Instruct patients to take pramipexole dihydrochloride extended-release tablets only as prescribed. If a dose is missed, pramipexole dihydrochloride extended-release tablets should be taken as soon as possible, but no later than 12 hours after the regularly scheduled time. After 12 hours, the missed dose should be skipped and the next dose should be taken on the following day at the regularly scheduled time.

Pramipexole dihydrochloride extended-release tablets can be taken with or without food. If patients develop nausea, advise that taking pramipexole dihydrochloride extended-release tablets with food may reduce the occurrence of nausea.

Pramipexole dihydrochloride extended-release tablets should be swallowed whole. They should not be chewed, crushed, or divided [see Dosage and Administration (2.1)].

Inform patients that residue in stool which may resemble a swollen original pramipexole dihydrochloride extended-release tablet or swollen pieces of the original tablet have been reported [seeAdverse Reactions (6.2)]. Instruct patients to contact their physician if this occurs.

Pramipexole is the active ingredient that is in both pramipexole dihydrochloride extended-release tablets and immediate-release pramipexole tablets. Ensure that patients do not take both immediate-release pramipexole and pramipexole dihydrochloride extended-release tablets.

Sedating Effects

Alert patients to the potential sedating effects of pramipexole dihydrochloride extended-release tablets, including somnolence and the possibility of falling asleep while engaged in activities of daily living. Since somnolence is a frequent adverse reaction with potentially serious consequences, patients should neither drive a car nor engage in other potentially dangerous activities until they have gained sufficient experience with pramipexole dihydrochloride extended-release tablets to gauge whether or not it affects their mental and/or motor performance adversely. Advise patients that if increased somnolence or new episodes of falling asleep during activities of daily living (e.g., conversations or eating) are experienced at any time during treatment, they should not drive or participate in potentially dangerous activities until they have contacted their physician. Because of possible additive effects, advise caution when patients are taking other sedating medications or alcohol in combination with pramipexole dihydrochloride extended-release tablets and when taking concomitant medications that increase plasma levels of pramipexole (e.g., cimetidine) [see Warnings and Precautions (5.1)].

Impulse Control Symptoms Including Compulsive Behaviors

Alert patients and their caregivers to the possibility that they may experience intense urges to spend money, intense urges to gamble, increased sexual urges, binge eating and/or other intense urges and the inability to control these urges while taking pramipexole dihydrochloride extended-release tablets [see Warnings and Precautions (5.3)].

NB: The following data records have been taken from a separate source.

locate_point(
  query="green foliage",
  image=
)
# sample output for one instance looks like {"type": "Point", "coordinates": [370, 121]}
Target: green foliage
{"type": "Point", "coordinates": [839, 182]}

Hallucinations and Psychotic-like Behavior

Inform patients that hallucinations and other psychotic-like behavior can occur and that the elderly are at a higher risk than younger patients with Parkinson's disease [see Warnings and Precautions (5.4)].

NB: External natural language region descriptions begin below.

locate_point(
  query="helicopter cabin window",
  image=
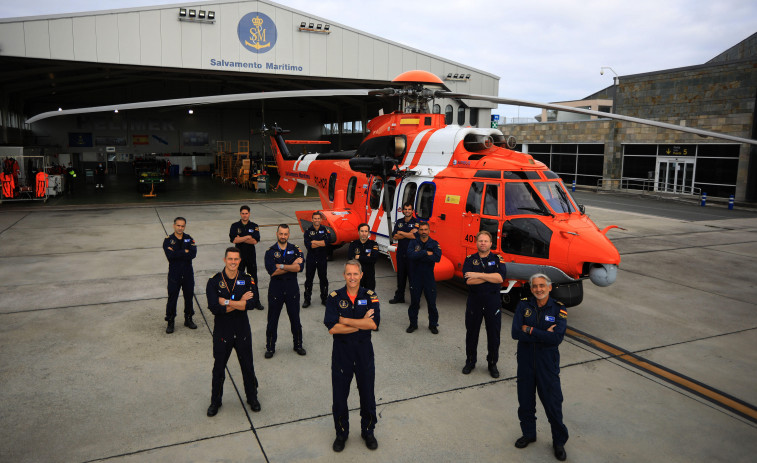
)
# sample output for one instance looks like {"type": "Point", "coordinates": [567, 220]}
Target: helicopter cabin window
{"type": "Point", "coordinates": [408, 195]}
{"type": "Point", "coordinates": [520, 198]}
{"type": "Point", "coordinates": [425, 201]}
{"type": "Point", "coordinates": [392, 186]}
{"type": "Point", "coordinates": [555, 196]}
{"type": "Point", "coordinates": [351, 190]}
{"type": "Point", "coordinates": [491, 226]}
{"type": "Point", "coordinates": [526, 237]}
{"type": "Point", "coordinates": [332, 186]}
{"type": "Point", "coordinates": [491, 200]}
{"type": "Point", "coordinates": [448, 114]}
{"type": "Point", "coordinates": [473, 203]}
{"type": "Point", "coordinates": [375, 197]}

Postural (Orthostatic) Hypotension

Advise patients that they may develop postural (orthostatic) hypotension, with or without symptoms such as dizziness, nausea, fainting, or blackouts, and sometimes, sweating. Hypotension may occur more frequently during initial therapy. Accordingly, caution patients against rising rapidly after sitting or lying down, especially if they have been doing so for prolonged periods and especially at the initiation of treatment with pramipexole dihydrochloride extended-release tablets [see Warnings and Precautions (5.2)].

Pregnancy

Because the teratogenic potential of pramipexole has not been completely established in laboratory animals, and because experience in humans is limited, advise women to notify their physicians if they become pregnant or intend to become pregnant during therapy [see Use in Specific Populations (8.1)].

Lactation

Because of the possibility that pramipexole may be excreted in breast milk, advise women to notify their physicians if they intend to breast-feed or are breast-feeding an infant [see Use in Specific Populations (8.2)].